After being inspired by many of the women in her life that worked for themselves, Melanie McCready decided to follow in their footsteps by starting her own business, Bowen Island Pizza Co. “I liked the idea of setting my own schedule, working for myself meant I could work as hard as I wanted and then be able to enjoy the fruits of my labour,” she explained. Melanie’s aunt was a freelance journalist, her mom’s best friend ran her own garbage disposal company, and she also worked for a locally owned business herself. Being surrounded by this entrepreneurial mentality and environment growing up, Melanie knew she was going to start her own business one day.
Bowen Island Pizza has been open now for two years and continues to grow steadily in North Vancouver. Melanie describes it as a “hole in the wall” except they only have one wall and are basically an open kitchen that features four pizzas each month (a signature pear and brie, a vegetarian pizza and two meaty options). All their pizzas are thin crust and made with organic local flour, quality cheese and local toppings when available.
Prior to starting Bowen Island Pizza, Melanie was working as at the Canadian Mental Health Association as a parenting coach and for a Sequoia company at a restaurant in Stanley Park. But what made her want to go into the pizza business was growing up with her mom’s pizza nights every Friday, a tradition that Melanie continued throughout university. She even occasionally catered private parties and found herself teaching people how to make pizza.

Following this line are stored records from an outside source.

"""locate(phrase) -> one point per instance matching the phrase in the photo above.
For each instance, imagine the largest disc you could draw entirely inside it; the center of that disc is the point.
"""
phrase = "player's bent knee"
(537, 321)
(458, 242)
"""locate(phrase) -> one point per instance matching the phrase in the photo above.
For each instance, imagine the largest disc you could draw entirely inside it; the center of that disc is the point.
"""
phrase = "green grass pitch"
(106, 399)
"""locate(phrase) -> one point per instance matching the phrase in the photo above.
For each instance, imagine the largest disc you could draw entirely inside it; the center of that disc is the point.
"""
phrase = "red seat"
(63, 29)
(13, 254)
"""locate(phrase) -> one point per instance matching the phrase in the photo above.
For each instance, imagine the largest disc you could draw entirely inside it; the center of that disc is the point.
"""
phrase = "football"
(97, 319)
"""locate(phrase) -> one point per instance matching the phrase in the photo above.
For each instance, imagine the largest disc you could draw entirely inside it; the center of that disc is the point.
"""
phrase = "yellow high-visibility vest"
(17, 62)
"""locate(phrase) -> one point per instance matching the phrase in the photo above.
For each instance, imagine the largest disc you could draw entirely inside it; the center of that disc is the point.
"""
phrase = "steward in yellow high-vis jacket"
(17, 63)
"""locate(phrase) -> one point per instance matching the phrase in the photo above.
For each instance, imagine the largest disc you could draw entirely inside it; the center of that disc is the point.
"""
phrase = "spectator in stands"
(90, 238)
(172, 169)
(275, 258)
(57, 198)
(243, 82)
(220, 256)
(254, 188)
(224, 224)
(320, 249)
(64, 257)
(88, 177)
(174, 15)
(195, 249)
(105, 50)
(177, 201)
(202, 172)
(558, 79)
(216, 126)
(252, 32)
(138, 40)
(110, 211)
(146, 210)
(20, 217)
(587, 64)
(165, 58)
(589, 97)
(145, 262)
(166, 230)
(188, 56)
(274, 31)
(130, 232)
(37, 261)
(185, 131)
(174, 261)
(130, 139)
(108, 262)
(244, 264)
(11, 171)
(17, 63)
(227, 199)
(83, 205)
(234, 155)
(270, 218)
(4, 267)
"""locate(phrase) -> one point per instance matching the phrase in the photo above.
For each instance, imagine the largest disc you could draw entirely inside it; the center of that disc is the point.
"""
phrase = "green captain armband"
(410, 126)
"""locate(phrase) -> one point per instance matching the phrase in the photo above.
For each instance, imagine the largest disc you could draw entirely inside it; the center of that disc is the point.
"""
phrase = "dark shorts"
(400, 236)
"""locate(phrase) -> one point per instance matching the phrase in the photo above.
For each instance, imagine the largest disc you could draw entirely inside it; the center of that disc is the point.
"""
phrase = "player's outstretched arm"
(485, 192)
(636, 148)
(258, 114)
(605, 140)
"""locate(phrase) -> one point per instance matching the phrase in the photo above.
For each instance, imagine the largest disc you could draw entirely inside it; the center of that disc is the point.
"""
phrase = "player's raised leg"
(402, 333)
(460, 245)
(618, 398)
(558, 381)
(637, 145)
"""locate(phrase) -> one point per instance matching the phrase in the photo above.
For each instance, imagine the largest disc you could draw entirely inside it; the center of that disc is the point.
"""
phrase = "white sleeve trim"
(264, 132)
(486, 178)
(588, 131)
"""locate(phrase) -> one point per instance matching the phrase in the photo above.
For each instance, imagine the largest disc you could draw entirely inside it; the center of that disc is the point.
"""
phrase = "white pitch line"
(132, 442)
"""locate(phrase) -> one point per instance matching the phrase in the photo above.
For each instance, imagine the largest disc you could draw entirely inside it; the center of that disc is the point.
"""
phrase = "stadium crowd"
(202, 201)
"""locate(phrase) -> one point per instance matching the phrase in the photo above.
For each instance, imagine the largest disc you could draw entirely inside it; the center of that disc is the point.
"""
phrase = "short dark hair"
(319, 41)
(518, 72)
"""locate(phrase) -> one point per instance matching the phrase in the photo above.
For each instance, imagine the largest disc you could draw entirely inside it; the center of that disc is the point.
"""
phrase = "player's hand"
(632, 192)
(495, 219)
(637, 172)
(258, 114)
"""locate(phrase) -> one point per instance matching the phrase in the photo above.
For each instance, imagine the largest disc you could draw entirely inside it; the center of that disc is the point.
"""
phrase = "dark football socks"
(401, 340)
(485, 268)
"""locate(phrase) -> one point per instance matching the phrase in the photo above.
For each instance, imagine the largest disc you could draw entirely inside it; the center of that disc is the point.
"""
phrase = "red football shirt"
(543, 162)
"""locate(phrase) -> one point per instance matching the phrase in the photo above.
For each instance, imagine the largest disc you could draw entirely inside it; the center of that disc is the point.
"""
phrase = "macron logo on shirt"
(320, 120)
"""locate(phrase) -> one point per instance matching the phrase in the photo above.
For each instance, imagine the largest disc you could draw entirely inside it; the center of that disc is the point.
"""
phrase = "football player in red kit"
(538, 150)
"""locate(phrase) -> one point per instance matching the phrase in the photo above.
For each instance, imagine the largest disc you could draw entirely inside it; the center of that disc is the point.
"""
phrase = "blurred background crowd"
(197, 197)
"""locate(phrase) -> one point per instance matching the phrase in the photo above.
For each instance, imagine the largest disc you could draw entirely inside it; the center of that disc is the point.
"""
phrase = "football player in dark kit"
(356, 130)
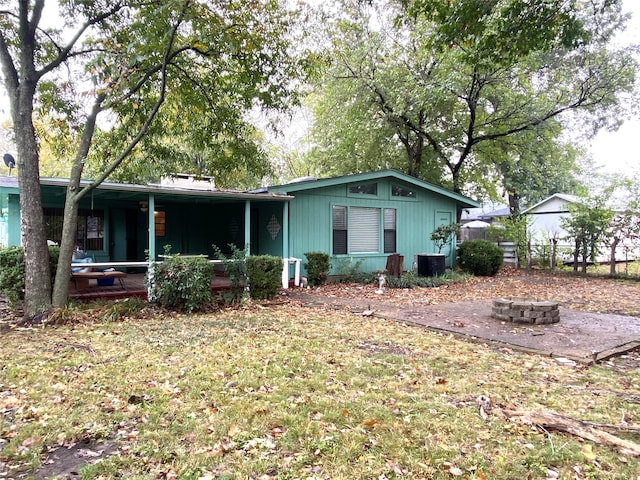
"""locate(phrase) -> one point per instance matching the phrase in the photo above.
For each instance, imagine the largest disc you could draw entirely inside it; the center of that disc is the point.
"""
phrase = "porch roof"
(140, 192)
(310, 183)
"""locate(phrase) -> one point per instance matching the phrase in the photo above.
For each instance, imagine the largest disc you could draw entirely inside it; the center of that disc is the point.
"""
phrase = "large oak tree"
(124, 60)
(450, 82)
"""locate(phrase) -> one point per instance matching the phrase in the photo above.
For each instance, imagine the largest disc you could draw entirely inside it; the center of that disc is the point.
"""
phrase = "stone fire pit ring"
(525, 311)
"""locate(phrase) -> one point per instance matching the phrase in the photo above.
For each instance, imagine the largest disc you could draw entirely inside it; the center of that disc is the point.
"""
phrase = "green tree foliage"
(587, 226)
(265, 276)
(444, 235)
(440, 81)
(317, 267)
(187, 67)
(480, 257)
(179, 283)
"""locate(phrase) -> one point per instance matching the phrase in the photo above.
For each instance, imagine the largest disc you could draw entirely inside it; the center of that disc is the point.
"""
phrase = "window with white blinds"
(361, 229)
(364, 230)
(339, 220)
(389, 230)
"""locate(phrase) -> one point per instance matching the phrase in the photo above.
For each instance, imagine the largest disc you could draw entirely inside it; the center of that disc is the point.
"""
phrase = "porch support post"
(285, 245)
(285, 230)
(247, 227)
(152, 228)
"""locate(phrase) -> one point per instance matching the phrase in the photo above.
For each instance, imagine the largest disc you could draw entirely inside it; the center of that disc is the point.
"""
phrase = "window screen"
(389, 230)
(339, 219)
(364, 230)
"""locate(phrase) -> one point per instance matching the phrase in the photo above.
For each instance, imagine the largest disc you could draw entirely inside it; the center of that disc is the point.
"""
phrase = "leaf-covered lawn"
(595, 294)
(286, 392)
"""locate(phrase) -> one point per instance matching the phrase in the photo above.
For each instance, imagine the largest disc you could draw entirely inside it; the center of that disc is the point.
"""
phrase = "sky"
(614, 152)
(619, 152)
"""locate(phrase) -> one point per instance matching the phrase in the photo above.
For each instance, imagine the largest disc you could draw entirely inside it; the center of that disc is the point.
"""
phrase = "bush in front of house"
(480, 257)
(317, 268)
(182, 284)
(264, 273)
(12, 273)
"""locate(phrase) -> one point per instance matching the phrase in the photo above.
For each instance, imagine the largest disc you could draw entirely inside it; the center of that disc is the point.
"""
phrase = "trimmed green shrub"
(179, 283)
(480, 257)
(235, 268)
(12, 273)
(264, 272)
(317, 268)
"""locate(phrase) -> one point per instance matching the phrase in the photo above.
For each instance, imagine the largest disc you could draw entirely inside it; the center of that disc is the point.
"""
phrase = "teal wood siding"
(13, 229)
(269, 227)
(311, 227)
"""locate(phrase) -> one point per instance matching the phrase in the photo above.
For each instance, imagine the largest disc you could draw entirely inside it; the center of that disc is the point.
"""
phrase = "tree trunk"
(612, 261)
(37, 293)
(67, 245)
(554, 249)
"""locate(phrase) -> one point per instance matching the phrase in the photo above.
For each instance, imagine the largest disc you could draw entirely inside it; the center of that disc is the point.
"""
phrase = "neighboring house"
(365, 216)
(475, 222)
(546, 219)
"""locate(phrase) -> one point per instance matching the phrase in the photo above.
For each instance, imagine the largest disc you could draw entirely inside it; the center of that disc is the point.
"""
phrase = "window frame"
(356, 194)
(358, 233)
(402, 198)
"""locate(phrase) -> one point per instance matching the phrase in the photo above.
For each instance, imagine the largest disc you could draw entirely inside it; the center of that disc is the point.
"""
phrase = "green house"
(368, 216)
(123, 222)
(363, 217)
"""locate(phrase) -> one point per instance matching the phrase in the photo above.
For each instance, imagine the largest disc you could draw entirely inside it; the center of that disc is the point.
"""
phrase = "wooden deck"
(133, 287)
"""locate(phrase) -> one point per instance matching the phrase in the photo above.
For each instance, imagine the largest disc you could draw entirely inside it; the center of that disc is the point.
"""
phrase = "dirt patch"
(66, 462)
(591, 327)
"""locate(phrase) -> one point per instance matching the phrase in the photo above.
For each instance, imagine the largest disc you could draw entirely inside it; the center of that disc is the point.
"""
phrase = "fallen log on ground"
(561, 423)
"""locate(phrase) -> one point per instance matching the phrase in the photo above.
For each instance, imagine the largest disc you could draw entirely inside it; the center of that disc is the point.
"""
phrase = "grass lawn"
(285, 393)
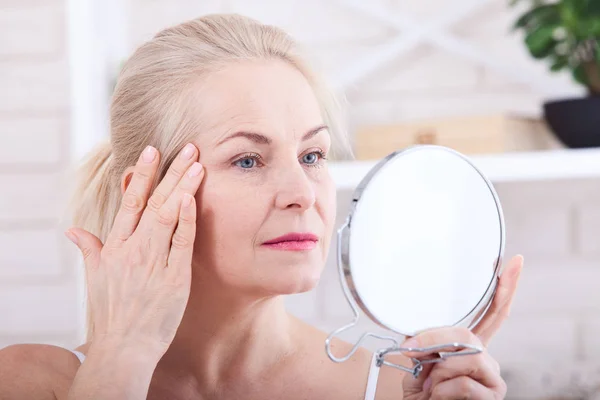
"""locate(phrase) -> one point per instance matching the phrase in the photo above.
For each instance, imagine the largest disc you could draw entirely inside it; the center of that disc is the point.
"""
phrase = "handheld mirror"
(421, 248)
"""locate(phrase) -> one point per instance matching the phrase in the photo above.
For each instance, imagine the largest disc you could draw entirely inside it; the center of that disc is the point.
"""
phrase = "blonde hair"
(149, 105)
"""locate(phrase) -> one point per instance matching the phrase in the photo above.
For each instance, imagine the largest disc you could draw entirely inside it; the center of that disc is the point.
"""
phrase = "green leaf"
(541, 41)
(559, 64)
(579, 75)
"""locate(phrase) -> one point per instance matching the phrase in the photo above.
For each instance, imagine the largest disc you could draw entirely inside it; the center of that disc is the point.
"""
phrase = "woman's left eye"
(312, 158)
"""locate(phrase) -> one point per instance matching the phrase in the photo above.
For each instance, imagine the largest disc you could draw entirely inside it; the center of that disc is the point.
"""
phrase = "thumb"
(414, 386)
(88, 244)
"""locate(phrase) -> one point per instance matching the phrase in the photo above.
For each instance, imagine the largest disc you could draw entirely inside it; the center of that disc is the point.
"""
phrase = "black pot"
(575, 122)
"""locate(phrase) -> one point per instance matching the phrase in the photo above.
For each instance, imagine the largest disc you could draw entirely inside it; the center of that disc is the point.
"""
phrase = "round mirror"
(423, 243)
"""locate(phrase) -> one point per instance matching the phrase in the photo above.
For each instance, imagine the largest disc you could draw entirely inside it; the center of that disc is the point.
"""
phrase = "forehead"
(271, 96)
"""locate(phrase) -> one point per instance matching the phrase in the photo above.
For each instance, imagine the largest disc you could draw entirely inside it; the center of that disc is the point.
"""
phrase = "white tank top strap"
(79, 355)
(373, 378)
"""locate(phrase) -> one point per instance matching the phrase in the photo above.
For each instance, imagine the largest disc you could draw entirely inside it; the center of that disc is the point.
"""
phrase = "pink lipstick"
(293, 242)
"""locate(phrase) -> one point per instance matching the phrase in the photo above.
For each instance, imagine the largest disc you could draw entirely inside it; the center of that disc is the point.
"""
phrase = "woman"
(190, 246)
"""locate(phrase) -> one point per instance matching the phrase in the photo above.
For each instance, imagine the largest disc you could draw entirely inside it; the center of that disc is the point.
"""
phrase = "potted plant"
(566, 33)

So when the idea came to Melanie to become her own boss, she thought “why not a pizza restaurant?” given that pizza is incredibly versatile and enjoyed by the vast majority of people.
Melanie has had to make a lot of adjustments in her life to make her dream into reality. “Some of them I did or could have predicted, but many I wouldn’t have ever guessed I would have to deal with ever,” she said. Growing her team was one of those challenges she had to face. Today, Bowen Island Pizza employs eight people but to get to the point of building not just a team, but a great team, Melanie had to put in a lot of effort and hours to ensure she got the right fit. With a focus on creating the kind of culture that people want to see and hiring only young people (ages 18-25) with good customer service skills, Melanie was able to build a team that she is proud to be the face of her restaurant. “Every customer that tells us it’s the best pizza they have ever had is a huge win for me,” Melanie shared.
Bowen Island Pizza is a Futurpreneur-supported business and aside from the financial support, Futurpreneur has provided Melanie with an extended network by providing workshops and regular check-ins. “I have also made a number of contacts with other businesses around the city because we discovered we are both connected to Futurpreneur,” she said.
Bowen Island Pizza is an excellent example of what can happen with hard work, determination and passion. Melanie wanted to leave other aspiring foodie entrepreneurs with one piece of advice: “You have to go with what you are good at. The food industry is hard enough, the last thing you need is trying to produce something that is outside of your natural talents or strengths. Keep it as simple as you can. There are enough challenges with becoming an entrepreneur that you will need to deal with along the way—so if you’ve got a good, quality product and friendly staff, the community you open in may take some time to find you, but when they do, it’s the best feeling in the world.”